I believe everyone wants a legacy. I want to have had a positive impact through the work our company does, through our individual philanthropy. … I want to go to bed every single night knowing I’ve had a positive impact on somebody.
I was blessed with two parents who lived to 90, who every single day told me I could be anything I wanted to be, who scrimped their entire lives to help put me through college. My parents took a brown-bag lunch to work every day because they saved money.
My grandmother, everybody called her Miss Pearl — Wilmington, N.C. — had to quit school in the fifth grade to pick tobacco and raise her younger siblings. Her husband, my grandfather, quit school in the third grade to pick tobacco and to build Navy ships. He probably died as a result of asbestos. He never learned to read. He signed everything with an ‘X.’ But my grandmother taught herself to read, and at the age of 72, she went back and got her GED.
I saw the pride on her face as she walked across the stage to get her GED diploma. And I keep that in my mind every time I think about what should we be doing for this upcoming generation. We need to have them know that they should aspire to post-secondary education. … It might be a certificate, it might be a four-year degree. But you can do it if you want to, just like Miss Pearl did.
My father, the first time he had indoor plumbing was when he went in the Navy. Can you imagine, in literally one generation (going) from without indoor plumbing to (being) a multimillionaire? It’s incredible.
When Richard and I got married, I was 18, he was 19. Children. He did ROTC. He put himself through college. We were in the Air Force. At one point he calls me up … and he says, ‘I decided I want to be an attorney.’ So we left the Air Force and moved to Tallahassee so he could go to law school. We’ve stayed there ever since.
Founded in 1992, The Moore Agency employs 60 people in nine states. Moore has served as a Tallahassee State College Trustee since 2007, endowed the Richard W. and Karen B. Moore Veterans Success Center and founded the Tallahassee Collegiate Academy charter school at TSC.
We were best friends from middle school on. I used to date his best friend, and he used to date my best friend. My parents allowed us to go out on double dates. And then when I went to Turkey (as an exchange student) we exchanged letters of course. He would go over to my parents’ house. He taught my sister how to drive a car that summer. He became ingrained in the family. I’m sure it was to get a free meal every night.
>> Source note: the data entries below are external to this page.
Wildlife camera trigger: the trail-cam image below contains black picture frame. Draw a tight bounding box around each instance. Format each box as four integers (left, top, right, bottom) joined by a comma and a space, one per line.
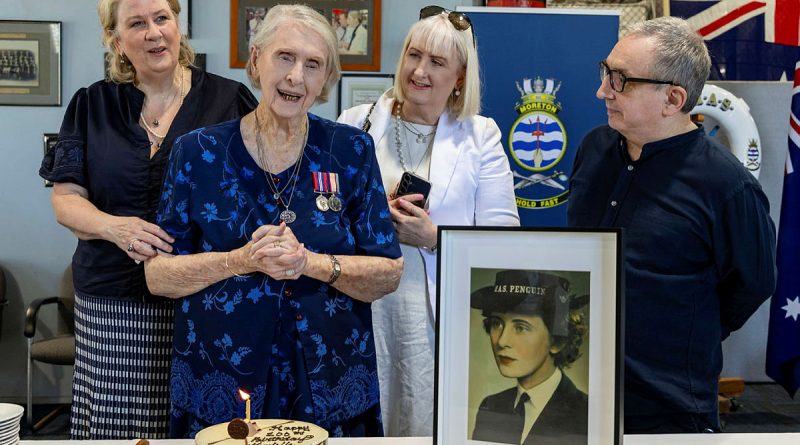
0, 20, 61, 106
433, 226, 624, 445
337, 73, 394, 114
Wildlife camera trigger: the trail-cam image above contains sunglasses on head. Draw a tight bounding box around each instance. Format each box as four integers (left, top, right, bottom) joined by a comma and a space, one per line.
419, 5, 475, 44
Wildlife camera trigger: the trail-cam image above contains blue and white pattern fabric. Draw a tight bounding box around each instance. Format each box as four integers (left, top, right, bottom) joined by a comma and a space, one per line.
157, 114, 400, 437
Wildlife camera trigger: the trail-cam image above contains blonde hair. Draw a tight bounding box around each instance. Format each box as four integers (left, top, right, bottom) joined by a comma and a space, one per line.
245, 5, 342, 103
97, 0, 194, 83
393, 13, 481, 120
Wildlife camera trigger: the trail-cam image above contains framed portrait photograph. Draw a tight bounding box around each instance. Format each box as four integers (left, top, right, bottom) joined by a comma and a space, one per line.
433, 226, 624, 445
338, 74, 394, 114
0, 20, 61, 106
230, 0, 381, 71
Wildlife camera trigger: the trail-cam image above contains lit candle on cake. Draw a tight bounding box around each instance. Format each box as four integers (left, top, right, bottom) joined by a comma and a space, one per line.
239, 389, 250, 422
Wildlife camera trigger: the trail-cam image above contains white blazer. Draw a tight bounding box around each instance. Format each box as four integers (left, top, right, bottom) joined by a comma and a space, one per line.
337, 90, 519, 315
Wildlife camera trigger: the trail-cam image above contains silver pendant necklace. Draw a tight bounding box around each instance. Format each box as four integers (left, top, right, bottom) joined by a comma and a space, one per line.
139, 68, 186, 149
255, 109, 308, 224
400, 118, 436, 144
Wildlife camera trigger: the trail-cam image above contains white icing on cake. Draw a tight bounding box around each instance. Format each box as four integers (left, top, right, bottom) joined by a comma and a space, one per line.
194, 419, 328, 445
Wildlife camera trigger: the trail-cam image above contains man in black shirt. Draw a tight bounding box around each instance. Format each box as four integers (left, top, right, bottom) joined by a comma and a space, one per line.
567, 17, 775, 433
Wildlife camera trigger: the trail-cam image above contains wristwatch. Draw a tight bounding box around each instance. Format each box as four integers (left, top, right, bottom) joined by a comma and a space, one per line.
328, 254, 342, 284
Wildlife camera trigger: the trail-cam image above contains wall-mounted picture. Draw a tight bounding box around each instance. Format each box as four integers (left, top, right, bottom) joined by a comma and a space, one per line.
230, 0, 381, 71
434, 227, 623, 445
338, 74, 394, 114
0, 20, 61, 106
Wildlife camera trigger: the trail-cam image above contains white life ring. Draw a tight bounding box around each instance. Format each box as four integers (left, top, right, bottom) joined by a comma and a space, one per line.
691, 84, 761, 178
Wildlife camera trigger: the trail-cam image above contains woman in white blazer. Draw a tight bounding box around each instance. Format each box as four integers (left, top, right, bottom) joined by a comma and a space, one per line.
339, 6, 519, 436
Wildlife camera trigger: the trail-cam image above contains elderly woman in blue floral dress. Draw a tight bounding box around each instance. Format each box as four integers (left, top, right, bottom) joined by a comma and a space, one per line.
145, 5, 403, 437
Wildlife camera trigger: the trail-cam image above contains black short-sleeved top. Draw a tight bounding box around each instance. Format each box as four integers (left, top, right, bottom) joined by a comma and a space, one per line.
39, 69, 257, 299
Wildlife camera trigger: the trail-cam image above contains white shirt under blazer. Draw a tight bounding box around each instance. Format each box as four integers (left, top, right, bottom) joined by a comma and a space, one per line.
338, 90, 519, 316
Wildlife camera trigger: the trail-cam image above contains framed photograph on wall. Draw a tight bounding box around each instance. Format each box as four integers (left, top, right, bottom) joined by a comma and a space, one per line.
43, 133, 58, 187
0, 20, 61, 106
433, 226, 624, 445
337, 74, 394, 114
230, 0, 381, 71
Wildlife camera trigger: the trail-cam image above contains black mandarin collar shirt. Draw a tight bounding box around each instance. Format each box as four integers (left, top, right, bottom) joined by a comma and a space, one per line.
567, 126, 775, 423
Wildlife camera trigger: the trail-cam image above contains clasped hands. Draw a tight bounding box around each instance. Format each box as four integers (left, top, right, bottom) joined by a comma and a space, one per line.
243, 222, 308, 280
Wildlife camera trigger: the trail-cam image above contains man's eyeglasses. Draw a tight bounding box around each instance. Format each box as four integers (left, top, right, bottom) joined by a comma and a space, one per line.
419, 5, 475, 44
600, 60, 679, 93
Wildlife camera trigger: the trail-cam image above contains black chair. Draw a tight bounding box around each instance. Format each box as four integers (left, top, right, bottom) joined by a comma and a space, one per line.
25, 294, 75, 432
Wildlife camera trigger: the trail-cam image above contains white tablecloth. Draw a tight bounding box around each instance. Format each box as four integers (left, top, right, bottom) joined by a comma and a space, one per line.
15, 433, 800, 445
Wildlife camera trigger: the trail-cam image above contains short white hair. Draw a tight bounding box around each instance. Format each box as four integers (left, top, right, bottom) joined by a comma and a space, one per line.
246, 5, 342, 103
394, 13, 481, 120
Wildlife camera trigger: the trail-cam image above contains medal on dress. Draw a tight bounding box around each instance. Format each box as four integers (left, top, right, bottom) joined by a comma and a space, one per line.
280, 209, 297, 224
317, 195, 330, 212
328, 195, 342, 212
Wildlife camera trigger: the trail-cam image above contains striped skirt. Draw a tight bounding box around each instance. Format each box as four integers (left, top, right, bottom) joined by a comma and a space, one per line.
70, 295, 174, 440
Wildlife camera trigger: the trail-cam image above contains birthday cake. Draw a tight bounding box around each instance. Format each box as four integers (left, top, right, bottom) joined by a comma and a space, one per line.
194, 419, 328, 445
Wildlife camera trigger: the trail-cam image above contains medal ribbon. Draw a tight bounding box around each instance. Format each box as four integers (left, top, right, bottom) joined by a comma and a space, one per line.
311, 172, 339, 194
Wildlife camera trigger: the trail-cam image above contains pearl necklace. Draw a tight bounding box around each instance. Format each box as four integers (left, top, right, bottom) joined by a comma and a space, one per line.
139, 68, 186, 149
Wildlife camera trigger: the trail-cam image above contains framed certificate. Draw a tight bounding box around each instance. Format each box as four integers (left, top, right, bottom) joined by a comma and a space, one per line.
0, 20, 61, 106
433, 227, 623, 445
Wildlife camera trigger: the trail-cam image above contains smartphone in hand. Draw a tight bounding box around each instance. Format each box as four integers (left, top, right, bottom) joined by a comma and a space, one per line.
394, 172, 431, 209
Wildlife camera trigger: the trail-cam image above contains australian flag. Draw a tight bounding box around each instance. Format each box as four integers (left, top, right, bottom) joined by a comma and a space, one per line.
767, 62, 800, 397
670, 0, 800, 80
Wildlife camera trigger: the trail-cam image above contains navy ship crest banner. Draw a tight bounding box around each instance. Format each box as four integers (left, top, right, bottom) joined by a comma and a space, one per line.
458, 8, 619, 227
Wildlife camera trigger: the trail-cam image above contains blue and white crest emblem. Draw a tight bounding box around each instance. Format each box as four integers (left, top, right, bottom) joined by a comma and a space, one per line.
508, 77, 567, 172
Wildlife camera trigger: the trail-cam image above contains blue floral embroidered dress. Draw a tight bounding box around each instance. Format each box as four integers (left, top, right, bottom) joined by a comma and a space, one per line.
157, 114, 400, 437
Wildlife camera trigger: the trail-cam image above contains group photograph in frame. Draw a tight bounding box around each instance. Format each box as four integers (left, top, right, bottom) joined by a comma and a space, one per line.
337, 73, 394, 114
0, 20, 61, 106
230, 0, 381, 71
434, 227, 624, 445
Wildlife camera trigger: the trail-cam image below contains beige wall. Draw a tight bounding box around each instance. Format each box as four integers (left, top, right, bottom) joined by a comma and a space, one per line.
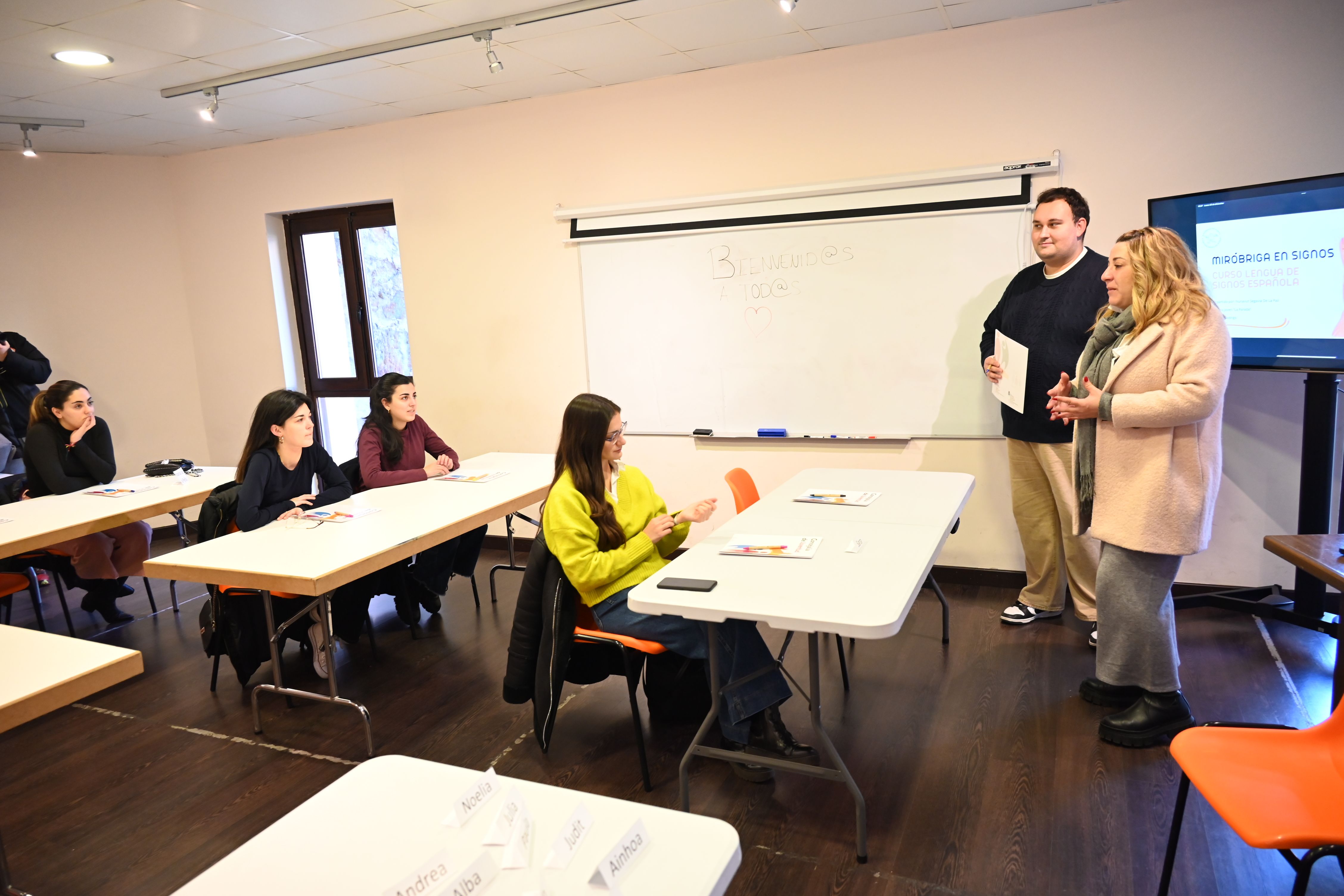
0, 153, 209, 521
21, 0, 1344, 583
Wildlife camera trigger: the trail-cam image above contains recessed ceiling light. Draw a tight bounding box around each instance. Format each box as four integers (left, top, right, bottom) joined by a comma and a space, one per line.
51, 50, 111, 66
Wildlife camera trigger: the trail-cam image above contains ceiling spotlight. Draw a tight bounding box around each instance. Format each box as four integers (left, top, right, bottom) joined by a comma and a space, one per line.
200, 87, 219, 121
19, 125, 42, 158
472, 31, 504, 75
51, 50, 111, 66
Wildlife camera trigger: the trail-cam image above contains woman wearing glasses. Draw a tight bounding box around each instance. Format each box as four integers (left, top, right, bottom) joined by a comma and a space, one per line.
542, 395, 817, 780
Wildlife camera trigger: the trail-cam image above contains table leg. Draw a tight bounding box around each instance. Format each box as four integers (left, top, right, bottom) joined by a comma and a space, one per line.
251, 591, 374, 756
0, 840, 29, 896
680, 622, 868, 864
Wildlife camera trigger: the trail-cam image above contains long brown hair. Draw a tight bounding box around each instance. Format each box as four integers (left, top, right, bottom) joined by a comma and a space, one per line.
1098, 227, 1214, 336
234, 390, 313, 482
28, 380, 89, 427
551, 392, 625, 551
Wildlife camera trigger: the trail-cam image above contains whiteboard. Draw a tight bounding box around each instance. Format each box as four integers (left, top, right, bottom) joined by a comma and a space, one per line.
579, 208, 1035, 437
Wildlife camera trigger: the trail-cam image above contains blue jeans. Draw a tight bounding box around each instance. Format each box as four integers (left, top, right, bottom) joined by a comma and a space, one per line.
593, 586, 793, 744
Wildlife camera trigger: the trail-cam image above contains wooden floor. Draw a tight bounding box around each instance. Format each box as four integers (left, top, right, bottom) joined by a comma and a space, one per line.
0, 552, 1344, 896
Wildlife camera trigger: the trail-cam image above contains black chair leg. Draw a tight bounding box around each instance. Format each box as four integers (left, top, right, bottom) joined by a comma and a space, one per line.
836, 635, 850, 693
1157, 772, 1189, 896
621, 645, 653, 793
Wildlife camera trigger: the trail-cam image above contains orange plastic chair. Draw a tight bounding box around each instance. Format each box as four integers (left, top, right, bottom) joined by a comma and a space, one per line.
723, 466, 853, 692
0, 567, 47, 631
1157, 701, 1344, 896
574, 599, 667, 793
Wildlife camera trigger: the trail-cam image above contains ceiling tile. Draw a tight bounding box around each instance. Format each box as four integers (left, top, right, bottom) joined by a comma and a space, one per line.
4, 0, 133, 26
808, 10, 948, 48
514, 21, 683, 71
309, 66, 453, 102
0, 62, 93, 97
0, 99, 126, 126
206, 35, 335, 71
687, 31, 817, 66
149, 97, 293, 132
0, 28, 181, 78
494, 7, 621, 43
406, 44, 562, 87
304, 10, 447, 47
945, 0, 1091, 28
35, 81, 172, 116
281, 56, 387, 85
393, 90, 500, 116
224, 85, 370, 118
633, 0, 798, 50
578, 50, 704, 85
305, 106, 411, 127
792, 0, 938, 31
415, 0, 559, 27
481, 71, 598, 99
66, 0, 285, 59
192, 0, 406, 34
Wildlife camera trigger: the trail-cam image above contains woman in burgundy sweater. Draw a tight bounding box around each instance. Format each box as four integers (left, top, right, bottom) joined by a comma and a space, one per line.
359, 374, 485, 625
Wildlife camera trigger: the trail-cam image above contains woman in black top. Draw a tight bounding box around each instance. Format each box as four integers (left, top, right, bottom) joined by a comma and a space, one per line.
235, 390, 351, 678
23, 380, 150, 622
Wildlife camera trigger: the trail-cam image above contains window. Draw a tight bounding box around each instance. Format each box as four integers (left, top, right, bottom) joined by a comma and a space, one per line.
285, 204, 411, 463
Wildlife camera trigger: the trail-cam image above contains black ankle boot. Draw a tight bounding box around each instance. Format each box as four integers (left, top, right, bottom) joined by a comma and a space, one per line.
747, 707, 820, 766
1078, 676, 1144, 707
1097, 690, 1195, 747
But I got home from Turkey, and he, along with a group of people, met me at the airport with the signs and the posters. He pulled me aside and he said, ‘Can we go out on a date tomorrow night?’ I said, ‘A date date or just friends?’ He said, ‘A date,’ and I said, ‘Sure.’ He asked me to marry him that night and I said yes. Then I said, ‘You need to go ask my father.’
We’ve been married 47 years, and he is my biggest champion. I think that’s the basis of all successful marriages — you’ve got to be friends first.
I opened a company 30 years ago. I do not recommend that anyone do it the way I did — I had no office, no phone, no computer, no business plan, no marketing plan, an infant and we were paying off law school debt.
I did so many things wrong. And if I can help the next person not make those same mistakes, I almost have an obligation to do that.
The number I’m most proud of is the staff retention rate (92%). In our industry as in many industries, staff turnover is one of the biggest challenges. Not just continuity, but for historical information, for culture. To have that in our industry is pretty remarkable. And client retention (98%) — that’s a pretty big deal.
What disturbs me about our culture now is that somehow tearing others down makes you rise. And I think just the opposite. When people ask me to give them advice, I say use your smart phone to make you smarter. Stop using your smart phone to spew hatred or negativity.
People have bucket lists. My bucket list was to hit 100 countries. It took me, gosh, 25 years? We lived in Europe for six years (when Richard was in the Air Force and I worked for Embry-Riddle), so I could go to Liechtenstein, and I could go to France, and I could go to Germany. We ticked off a lot of the European countries.
We were vacationing in the upper west (about 15 years ago) and I went into an antique store, and my eye of course always beelines to what’s on sale. I found these two miniature Book of Common Prayers. That’s the prayer book used by the Anglican community, so I bought them. And then I discovered eBay and I started buying books off of eBay. … I have over 600 (today). … I probably have 30 or so from the 1600s. I have 100-plus from the 1700s.
I love the stories behind them. There’s one that says, ‘I arrived in America today.’ It’s from around 1899. They probably could only bring a few possessions, and that book was one of the ones they chose.